I gave her the smallest bow I could manage without falling over.

Her eyes narrowed.

Quill lifted his hand toward the west door.

The stewards formed a line around all four of us. No hands on anyone, I noted with the only pleasure I could conjure from the situation.

Ashford noticed. Hale noticed. I noticed.

Astra noticed last, because she was busy staring at the west door as if she could set it on fire with her glare.

They were moving us as a set.

The Tower had said all named Marks.

The Council obeyed.

Ashford stepped away from the basin only when Astra did.

Their hands separated.

The bond between them did not.

Everyone saw that too.

Astra came down from the raised circle with silver water on her fingers and her mother’s wren over her heart. She did not look like a girl being escorted from a formal.

She looked like a girl being taken from one battlefield to another.

I had missed her. I wanted her by my side. I wanted to kiss her again.

Ridiculous thoughts, since she had just been bonded to Caspian Ashford in front of a hundred eyes.

The four of us reached the center aisle at the same time.

Ashford took her right. I took her left. Hale walked three steps ahead, because the stewards did not quite know whether he belonged with us or against us.

Astra turned to me.

“You look terrible.”

“Not everyone can manage to look as ravishing as you while facing their doom.”

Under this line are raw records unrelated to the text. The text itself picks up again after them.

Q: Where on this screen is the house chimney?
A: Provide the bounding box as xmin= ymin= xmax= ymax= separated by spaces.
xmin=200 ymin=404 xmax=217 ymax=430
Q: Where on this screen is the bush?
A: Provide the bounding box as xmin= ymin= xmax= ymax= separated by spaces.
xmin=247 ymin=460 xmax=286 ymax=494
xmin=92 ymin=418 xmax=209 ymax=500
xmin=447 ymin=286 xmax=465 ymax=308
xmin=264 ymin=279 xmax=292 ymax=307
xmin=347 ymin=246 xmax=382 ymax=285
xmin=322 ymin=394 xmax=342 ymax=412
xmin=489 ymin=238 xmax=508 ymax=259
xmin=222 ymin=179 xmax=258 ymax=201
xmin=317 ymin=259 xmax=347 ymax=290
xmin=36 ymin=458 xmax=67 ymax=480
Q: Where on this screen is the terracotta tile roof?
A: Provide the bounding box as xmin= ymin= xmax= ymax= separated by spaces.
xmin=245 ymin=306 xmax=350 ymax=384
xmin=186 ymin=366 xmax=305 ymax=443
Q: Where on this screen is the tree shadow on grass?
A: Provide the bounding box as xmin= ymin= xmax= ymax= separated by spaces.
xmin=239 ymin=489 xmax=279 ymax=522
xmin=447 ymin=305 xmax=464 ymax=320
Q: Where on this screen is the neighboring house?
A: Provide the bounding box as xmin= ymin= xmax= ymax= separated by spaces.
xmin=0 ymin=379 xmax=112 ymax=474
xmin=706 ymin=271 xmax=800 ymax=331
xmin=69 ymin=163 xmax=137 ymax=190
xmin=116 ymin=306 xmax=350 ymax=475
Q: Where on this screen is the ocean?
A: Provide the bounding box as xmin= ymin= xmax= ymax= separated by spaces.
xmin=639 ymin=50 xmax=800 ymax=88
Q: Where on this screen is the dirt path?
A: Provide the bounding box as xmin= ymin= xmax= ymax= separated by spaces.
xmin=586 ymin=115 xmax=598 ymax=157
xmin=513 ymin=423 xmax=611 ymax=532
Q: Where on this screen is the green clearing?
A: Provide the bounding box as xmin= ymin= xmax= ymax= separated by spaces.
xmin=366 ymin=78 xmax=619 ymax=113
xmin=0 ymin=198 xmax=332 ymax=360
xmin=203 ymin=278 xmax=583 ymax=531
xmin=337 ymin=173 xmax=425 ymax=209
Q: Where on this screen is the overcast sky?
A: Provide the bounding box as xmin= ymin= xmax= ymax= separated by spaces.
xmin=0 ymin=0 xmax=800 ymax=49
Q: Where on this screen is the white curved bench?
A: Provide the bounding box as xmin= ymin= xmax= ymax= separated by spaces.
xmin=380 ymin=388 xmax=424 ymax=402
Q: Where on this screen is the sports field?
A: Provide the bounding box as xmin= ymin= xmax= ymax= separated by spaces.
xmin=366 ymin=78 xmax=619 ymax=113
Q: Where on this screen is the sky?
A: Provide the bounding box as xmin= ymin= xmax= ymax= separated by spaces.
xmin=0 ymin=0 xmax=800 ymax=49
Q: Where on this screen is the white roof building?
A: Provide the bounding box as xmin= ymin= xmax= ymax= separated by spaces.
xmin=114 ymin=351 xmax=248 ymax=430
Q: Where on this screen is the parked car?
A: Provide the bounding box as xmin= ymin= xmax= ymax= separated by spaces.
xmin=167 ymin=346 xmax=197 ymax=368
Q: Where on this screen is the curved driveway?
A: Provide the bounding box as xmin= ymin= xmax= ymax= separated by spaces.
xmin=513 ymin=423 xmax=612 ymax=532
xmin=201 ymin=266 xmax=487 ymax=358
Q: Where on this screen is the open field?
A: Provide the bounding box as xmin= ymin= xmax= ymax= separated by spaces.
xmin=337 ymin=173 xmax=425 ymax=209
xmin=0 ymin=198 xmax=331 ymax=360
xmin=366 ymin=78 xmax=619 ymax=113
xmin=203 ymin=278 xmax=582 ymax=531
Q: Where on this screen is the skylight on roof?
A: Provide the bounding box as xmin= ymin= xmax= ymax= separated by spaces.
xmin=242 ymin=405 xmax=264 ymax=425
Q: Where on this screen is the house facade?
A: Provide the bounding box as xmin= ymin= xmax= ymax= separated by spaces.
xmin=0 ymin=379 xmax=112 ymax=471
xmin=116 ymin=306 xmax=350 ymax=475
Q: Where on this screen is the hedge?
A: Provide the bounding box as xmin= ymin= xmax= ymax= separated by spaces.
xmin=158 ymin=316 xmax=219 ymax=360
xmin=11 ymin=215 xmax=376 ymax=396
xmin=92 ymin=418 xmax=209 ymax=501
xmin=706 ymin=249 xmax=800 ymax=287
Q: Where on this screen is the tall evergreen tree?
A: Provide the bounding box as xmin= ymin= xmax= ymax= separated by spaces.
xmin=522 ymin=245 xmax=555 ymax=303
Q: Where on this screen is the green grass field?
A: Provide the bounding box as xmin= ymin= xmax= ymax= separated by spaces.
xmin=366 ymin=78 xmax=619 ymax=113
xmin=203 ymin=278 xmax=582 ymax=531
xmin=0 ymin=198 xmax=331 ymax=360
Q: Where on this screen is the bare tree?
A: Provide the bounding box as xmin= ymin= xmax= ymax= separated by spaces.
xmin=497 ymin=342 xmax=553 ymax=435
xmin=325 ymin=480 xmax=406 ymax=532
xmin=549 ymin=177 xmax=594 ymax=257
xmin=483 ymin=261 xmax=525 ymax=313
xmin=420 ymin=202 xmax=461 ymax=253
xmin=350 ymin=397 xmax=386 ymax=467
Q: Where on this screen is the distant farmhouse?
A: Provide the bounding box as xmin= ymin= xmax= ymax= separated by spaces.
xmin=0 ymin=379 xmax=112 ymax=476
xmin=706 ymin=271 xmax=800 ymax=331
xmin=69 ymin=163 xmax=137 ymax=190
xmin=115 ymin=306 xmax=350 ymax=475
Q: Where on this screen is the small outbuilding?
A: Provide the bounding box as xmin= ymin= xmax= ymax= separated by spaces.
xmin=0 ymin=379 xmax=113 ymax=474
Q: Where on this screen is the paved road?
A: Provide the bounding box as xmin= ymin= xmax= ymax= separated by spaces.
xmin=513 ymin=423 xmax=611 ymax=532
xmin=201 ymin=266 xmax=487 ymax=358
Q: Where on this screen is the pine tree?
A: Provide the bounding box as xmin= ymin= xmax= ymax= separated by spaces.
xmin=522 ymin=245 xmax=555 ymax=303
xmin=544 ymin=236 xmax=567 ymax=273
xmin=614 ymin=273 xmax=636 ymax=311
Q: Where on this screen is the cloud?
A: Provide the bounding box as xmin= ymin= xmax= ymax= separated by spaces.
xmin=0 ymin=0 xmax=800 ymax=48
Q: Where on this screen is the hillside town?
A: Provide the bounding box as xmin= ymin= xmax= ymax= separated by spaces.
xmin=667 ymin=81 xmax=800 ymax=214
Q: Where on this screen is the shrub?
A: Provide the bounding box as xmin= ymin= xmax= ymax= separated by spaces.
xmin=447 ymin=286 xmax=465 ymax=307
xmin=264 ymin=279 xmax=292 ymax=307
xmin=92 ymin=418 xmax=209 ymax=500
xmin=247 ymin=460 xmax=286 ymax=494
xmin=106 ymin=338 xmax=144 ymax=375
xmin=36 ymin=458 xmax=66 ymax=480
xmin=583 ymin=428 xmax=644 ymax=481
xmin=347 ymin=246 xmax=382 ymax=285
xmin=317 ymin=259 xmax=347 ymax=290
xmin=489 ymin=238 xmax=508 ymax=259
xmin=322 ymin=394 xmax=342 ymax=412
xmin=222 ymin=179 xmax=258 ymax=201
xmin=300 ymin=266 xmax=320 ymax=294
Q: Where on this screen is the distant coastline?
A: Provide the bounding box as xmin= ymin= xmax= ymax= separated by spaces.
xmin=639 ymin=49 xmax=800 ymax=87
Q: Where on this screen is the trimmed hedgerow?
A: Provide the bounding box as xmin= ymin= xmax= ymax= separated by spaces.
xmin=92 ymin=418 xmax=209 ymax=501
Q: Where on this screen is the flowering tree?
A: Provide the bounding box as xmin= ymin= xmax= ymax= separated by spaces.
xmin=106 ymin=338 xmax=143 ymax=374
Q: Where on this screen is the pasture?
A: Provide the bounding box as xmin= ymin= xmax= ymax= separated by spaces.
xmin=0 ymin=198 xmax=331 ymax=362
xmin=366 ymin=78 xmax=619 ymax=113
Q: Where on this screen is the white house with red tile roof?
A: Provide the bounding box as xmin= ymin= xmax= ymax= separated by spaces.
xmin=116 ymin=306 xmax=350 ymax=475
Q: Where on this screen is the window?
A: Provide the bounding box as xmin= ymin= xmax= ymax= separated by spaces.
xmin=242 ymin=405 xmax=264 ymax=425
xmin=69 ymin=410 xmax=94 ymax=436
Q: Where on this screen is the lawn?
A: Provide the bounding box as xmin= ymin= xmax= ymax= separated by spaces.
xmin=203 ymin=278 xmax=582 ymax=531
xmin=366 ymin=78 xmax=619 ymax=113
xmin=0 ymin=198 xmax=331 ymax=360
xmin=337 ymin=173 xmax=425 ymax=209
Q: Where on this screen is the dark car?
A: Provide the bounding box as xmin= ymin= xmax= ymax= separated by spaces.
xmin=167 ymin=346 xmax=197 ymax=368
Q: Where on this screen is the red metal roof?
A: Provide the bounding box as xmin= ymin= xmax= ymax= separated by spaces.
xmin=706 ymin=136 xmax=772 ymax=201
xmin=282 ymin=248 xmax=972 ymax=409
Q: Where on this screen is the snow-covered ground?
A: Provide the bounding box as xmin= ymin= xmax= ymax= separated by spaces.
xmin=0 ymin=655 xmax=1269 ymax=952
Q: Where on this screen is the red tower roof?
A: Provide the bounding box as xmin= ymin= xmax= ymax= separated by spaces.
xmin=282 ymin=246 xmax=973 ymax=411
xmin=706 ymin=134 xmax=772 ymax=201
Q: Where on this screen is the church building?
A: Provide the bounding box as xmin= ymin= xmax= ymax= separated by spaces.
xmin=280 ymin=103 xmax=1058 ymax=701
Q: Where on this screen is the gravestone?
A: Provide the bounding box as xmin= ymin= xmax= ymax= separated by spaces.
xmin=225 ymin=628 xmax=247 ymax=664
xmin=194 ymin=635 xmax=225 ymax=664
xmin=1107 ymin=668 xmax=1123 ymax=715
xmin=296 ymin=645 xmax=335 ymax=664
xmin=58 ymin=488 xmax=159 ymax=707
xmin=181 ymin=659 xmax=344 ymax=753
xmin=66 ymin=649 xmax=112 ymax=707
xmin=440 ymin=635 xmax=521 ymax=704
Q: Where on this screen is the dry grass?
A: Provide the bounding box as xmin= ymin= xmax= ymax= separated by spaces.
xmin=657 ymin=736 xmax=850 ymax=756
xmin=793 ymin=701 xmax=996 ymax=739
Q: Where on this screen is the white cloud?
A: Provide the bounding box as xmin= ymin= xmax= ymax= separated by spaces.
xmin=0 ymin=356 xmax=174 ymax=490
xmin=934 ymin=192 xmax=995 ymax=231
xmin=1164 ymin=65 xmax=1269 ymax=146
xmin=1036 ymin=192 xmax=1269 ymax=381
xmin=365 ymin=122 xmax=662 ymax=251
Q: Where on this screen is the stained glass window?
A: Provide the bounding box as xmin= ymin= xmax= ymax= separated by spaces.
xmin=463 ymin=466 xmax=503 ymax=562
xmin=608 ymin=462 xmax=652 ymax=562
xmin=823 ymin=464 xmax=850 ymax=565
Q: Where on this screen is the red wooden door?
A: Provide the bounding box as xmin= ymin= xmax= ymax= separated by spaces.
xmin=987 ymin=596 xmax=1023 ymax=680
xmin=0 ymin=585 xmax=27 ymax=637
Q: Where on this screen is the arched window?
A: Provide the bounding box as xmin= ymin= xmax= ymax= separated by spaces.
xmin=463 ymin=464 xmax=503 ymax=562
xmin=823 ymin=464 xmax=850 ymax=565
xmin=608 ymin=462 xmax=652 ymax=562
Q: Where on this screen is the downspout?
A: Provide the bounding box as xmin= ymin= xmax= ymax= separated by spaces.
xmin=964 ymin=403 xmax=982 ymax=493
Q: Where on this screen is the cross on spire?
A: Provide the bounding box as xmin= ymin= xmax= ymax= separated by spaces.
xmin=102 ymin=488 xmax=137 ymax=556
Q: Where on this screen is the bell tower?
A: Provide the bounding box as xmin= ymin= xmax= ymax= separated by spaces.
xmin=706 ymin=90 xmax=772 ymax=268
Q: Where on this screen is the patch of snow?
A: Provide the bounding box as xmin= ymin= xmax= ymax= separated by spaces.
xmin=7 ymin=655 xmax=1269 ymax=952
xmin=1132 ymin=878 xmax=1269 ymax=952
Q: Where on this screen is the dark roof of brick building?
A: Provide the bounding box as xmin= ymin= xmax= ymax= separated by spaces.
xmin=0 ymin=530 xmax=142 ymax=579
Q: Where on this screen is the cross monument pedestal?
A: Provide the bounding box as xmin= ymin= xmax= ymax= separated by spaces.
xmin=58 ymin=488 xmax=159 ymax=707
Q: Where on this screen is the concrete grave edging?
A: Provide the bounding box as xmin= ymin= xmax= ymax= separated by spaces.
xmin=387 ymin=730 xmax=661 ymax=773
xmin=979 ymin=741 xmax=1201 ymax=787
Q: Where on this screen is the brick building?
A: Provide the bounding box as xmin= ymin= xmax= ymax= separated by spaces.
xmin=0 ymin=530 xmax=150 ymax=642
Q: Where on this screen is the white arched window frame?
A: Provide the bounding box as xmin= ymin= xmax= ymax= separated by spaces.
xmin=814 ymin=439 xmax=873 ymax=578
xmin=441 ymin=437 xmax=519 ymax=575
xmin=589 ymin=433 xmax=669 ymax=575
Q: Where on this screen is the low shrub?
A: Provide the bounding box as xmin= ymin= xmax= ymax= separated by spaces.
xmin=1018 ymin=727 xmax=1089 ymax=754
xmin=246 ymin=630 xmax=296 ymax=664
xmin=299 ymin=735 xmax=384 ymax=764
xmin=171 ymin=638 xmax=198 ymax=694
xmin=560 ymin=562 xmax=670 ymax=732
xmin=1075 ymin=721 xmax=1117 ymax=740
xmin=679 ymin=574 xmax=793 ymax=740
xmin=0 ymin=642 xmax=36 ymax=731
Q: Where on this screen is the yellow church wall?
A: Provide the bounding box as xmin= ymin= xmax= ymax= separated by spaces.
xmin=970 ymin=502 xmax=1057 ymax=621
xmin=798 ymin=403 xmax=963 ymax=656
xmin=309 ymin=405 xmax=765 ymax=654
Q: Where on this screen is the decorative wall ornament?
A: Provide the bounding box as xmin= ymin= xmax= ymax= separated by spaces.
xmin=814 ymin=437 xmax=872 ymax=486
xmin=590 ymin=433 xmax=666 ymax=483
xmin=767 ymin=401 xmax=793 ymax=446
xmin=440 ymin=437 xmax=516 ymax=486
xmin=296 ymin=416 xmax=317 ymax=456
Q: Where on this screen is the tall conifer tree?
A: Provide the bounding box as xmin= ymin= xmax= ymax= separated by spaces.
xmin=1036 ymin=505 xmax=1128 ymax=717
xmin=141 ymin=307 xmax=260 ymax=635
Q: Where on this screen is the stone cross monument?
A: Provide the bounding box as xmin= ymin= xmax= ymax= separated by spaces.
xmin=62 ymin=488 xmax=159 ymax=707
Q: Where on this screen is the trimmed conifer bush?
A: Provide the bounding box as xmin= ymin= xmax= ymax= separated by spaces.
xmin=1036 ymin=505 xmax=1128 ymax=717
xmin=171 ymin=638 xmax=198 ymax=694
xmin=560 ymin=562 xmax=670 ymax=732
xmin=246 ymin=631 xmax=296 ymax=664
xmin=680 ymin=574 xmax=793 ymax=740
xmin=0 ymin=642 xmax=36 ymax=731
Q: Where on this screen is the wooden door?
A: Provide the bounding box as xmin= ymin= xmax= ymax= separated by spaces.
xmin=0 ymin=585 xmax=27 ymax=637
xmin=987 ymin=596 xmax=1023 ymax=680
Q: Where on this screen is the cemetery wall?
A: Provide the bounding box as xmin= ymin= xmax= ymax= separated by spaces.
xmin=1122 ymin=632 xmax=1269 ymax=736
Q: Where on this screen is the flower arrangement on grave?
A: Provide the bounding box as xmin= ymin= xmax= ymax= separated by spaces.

“You’re bleeding through your coat.”

I looked down.

The silver-green light at my shoulder had darkened the fabric around it and was seeping through my sleeve. Not blood, then.

Worse.

“Ah,” I said. “That.”

“Can you walk?”

“I can request to be carried, if you would like to make the evening even more memorable. Although it would wound my pride.”

Ashford scoffed at me.

“Do not make her worry more.”

I sighed.

There was the Caspian Ashford I had never guessed existed. The one I was increasingly irritated to find I could not simply despise.

“I will try to suffer less theatrically,” I offered.

“You’re doing a terrible job,” Astra said, and I wanted to kiss her even more for it.

Then the stewards opened the west door.

Cold air rushed through first.

Stone cold. Underground cold.

Delphine had gone through this door.

The thought took the humor out of me so cleanly I nearly missed a step.

Astra did miss one.

Ashford caught her elbow.

Hale turned and looked back over his shoulder.

I reached for her and stopped myself because Ashford already had her and because my right arm had become a poor negotiator.

Astra recovered before any of us could make the mistake of helping too much.

“I’m fine.”

No one believed her.

But no one said so either.

Behind us, the hall watched.

Rev stood with both hands balled into fists at her sides, very still now.

Cosima’s breathing was less maintained than her usual composure.

Juno remained beside the witness basin. Aldric stood with his shoulders squared toward Quill, as if he had decided the next person to move would have to go through him first.

Leave allies in the room.

Take the liabilities into the corridor.

That was how a Council thought.

That was how a Council made mistakes, too.

The west door closed behind us.

The sound was smaller than I expected.

Inconsiderate, really.

A life should make more noise when it changes shape.

The corridor beyond was narrow and white-lit, with no windows and no lilies.

Two stewards walked ahead. Two behind. One at either side.

Astra looked at the walls.

“Delphine came this way.”

No one answered.

That was answer enough.

Her Mark brightened at her wrist.

All three of us felt it.

Ashford drew in a breath.

Hale’s hand flexed once.

My shoulder gave a bright, vicious pulse.

Astra stopped walking.

So did we.

So did the stewards, though they disliked that we had forced them to, judging by their expressions.

She turned slowly to Quill, who had followed at the rear with Linden beside him.

“Where did this corridor take her?”

Quill’s expression did not change.

“The west antechamber.”

“And after that?”

Linden looked at Quill.

Tiny. Fast.

But I saw it.

We all did.

Quill said, “Delphine Moreau’s case is not scheduled for review tonight.”

Astra went still.

Not was.

Is.

Then Quill said, “Walk.”

We followed her down the white corridor, four named Marks under Tower notice, toward the room Delphine Moreau had walked through the day she disappeared.

Being named meant I was close enough to see what they tried to hide next.